= Streff syndrome =

Streff syndrome is a vision condition primarily exhibited by children under periods of visual or emotional stress.

==Presentation==
Frequently patients will have reduced stereopsis, large accommodative lag on dynamic retinoscopy, and a reduced visual field (tubular or spiral field). Streff syndrome was first described in 1962 by an optometrist, Dr. John Streff as non-malingering syndrome. In 1962, Dr. Streff and Dr. Richard Apell expanded the concept to add early adaptive syndrome as a precursor to Streff syndrome. Dr. Streff believed the visual changes were induced by stress from reading. There is dispute on the taxonomy of functional vision defects. Some research indicates that Streff syndrome may be caused by a dysfunction in the magnocellular pathway of the retinal ganglion cells. These cells are only 10% of the retinal nerve cells and register motion detection.

==Diagnosis==
The diagnostic criteria for Streff syndrome are not well established, and the validity of this condition has not been recognized by The American Academy of Ophthalmology, The American Academy of Pediatric Ophthalmology, The American Academy of Optometry or The American academy of Pediatrics.

==Treatment==
Most optometrists agree that Streff syndrome is a generalized reduction in visual performance that is not caused by structural damage.

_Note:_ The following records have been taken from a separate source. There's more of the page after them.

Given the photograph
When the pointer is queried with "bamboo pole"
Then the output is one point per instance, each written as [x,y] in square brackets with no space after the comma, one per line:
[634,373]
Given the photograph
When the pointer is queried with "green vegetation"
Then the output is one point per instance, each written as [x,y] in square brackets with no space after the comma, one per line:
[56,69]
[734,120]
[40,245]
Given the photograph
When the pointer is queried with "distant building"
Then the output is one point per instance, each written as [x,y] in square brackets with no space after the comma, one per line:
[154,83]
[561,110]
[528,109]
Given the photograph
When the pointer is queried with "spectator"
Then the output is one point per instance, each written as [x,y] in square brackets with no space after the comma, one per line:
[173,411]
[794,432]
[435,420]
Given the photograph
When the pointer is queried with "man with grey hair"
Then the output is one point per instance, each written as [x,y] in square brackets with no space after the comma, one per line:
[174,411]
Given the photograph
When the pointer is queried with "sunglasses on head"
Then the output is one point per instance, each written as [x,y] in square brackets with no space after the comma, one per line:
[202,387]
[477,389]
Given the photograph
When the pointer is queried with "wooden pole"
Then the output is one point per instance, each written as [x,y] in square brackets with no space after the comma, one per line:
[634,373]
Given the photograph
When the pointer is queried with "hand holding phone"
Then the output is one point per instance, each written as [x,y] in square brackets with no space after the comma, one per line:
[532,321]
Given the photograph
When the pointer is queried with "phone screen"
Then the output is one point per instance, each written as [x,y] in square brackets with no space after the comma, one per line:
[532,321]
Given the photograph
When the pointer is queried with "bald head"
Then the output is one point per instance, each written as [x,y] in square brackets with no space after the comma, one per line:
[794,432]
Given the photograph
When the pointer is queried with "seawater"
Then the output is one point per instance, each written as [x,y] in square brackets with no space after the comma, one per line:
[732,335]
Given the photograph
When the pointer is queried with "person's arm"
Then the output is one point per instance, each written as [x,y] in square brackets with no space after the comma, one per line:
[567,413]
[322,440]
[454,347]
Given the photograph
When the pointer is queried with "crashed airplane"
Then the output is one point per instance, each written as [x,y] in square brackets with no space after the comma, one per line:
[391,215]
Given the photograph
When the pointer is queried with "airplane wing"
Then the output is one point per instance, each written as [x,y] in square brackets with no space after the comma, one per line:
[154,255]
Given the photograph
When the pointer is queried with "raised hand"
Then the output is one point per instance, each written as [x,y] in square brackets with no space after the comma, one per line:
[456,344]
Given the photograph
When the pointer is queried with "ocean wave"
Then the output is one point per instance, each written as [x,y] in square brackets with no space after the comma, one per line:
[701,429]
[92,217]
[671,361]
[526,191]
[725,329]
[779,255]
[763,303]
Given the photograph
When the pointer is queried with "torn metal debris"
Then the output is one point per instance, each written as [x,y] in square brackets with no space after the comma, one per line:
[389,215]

It is a disease involving vision distress primarily of the accommodation system. Hans Selye described stress, distress and eustress. It is most common in girls ages 8 to 14. Hand held reading material is often positioned excessively close. Reading aloud shows signs of elevated pitch and stumbling over common words. History of homework avoidance and falling class performance are often present. If the patient is directed to read aloud and +.50 lenses are then used, there is usually a dramatic improvement as observed by patient and parent. Abnormal results on color vision or visual field testing is not uncommon. Visual field often presents as constricted 'tubular' at multiple test distances. The poor visual performance is understood as distress, and treatments are usually to provide the patient with low powered reading glasses. The "relaxing" nature of reading glasses is believed to reduce the near vision stress and allow normal function. The emotional effects of chronic near vision stress are also reduced.

The "non-malingering" name is a refutation that the patient is malingering.